Thanks. We will add to our backlog and leave this open so you can track progress Get Outlook for iOShttps://aka.ms/o0ukef
…

On the topic of tracking progress... how's this coming?

tlofreso on 30 Oct 2019

Following up/echoing this:

It's a pretty common scenario for build agents to need to "reach out" and grab artifacts or even run test frameworks as a domain-authenticated account. Being able to use a gMSA account seems rather ideal here.

Justin-DynamicD on 27 Nov 2019

👍3

How come the support for gMSA has not been added after more than two years it was asked for?
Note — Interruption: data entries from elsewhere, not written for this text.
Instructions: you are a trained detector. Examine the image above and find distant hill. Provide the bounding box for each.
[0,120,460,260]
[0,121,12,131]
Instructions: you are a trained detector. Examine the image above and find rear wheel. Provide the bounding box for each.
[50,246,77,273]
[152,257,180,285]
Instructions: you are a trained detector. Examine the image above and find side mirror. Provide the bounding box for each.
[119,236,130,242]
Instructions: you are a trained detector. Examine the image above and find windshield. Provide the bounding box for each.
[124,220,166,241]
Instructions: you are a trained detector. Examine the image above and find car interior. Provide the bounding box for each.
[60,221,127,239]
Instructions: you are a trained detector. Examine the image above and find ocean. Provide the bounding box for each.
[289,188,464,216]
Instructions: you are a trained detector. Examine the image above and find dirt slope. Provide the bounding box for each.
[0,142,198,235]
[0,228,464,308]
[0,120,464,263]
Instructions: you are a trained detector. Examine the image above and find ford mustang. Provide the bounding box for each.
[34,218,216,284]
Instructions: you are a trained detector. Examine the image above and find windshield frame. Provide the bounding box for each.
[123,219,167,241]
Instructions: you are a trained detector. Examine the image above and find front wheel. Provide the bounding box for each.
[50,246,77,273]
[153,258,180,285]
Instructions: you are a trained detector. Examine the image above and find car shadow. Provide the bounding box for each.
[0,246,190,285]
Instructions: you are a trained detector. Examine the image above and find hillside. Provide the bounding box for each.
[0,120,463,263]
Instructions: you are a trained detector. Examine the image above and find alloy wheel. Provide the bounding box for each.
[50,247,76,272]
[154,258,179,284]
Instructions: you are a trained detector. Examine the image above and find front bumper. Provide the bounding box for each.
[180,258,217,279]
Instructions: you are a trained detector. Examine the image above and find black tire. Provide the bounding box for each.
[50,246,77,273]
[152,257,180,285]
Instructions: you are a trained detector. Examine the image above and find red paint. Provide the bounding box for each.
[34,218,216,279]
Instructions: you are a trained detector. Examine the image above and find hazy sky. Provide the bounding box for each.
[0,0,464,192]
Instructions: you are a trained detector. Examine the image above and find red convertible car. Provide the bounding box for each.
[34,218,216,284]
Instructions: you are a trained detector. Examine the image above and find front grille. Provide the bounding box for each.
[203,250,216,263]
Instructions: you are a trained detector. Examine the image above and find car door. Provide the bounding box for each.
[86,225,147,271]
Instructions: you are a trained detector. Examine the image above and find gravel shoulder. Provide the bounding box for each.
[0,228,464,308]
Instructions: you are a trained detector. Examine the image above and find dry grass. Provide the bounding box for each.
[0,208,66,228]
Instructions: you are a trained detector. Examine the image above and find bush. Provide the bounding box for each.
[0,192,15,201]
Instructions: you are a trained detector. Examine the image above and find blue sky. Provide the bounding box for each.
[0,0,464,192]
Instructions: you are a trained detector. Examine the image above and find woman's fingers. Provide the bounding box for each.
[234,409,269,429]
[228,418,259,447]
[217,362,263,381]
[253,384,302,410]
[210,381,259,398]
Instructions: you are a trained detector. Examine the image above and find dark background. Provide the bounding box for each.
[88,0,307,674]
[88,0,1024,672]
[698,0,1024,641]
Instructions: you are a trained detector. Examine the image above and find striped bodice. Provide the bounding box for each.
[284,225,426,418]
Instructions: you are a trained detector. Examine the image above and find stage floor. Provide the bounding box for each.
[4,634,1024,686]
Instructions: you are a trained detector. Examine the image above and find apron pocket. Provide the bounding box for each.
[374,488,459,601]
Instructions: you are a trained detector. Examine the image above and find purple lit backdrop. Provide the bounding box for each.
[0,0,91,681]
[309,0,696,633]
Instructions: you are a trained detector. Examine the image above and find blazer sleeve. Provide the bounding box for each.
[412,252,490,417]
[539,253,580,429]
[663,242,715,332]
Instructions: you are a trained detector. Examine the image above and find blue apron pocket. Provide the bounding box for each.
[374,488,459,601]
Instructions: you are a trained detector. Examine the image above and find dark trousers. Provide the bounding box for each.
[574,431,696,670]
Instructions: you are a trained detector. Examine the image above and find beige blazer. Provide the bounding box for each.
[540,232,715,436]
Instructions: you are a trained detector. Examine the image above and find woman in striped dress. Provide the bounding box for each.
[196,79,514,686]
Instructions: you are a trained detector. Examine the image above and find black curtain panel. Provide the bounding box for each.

If I am not mistaken, it should not be harder then allowing to specify no password during configuration.

My workaround is to configure the agent service to run as NETWORK SERVICE, and then use sc.exe to reconfigure the created service:

sc.exe config vstsagent.Org.Pool.Name obj= [email protected] password= ""

Next, remove NETWORK SERVICE from VSTS_AgentService_XXXX group and add [email protected] instead.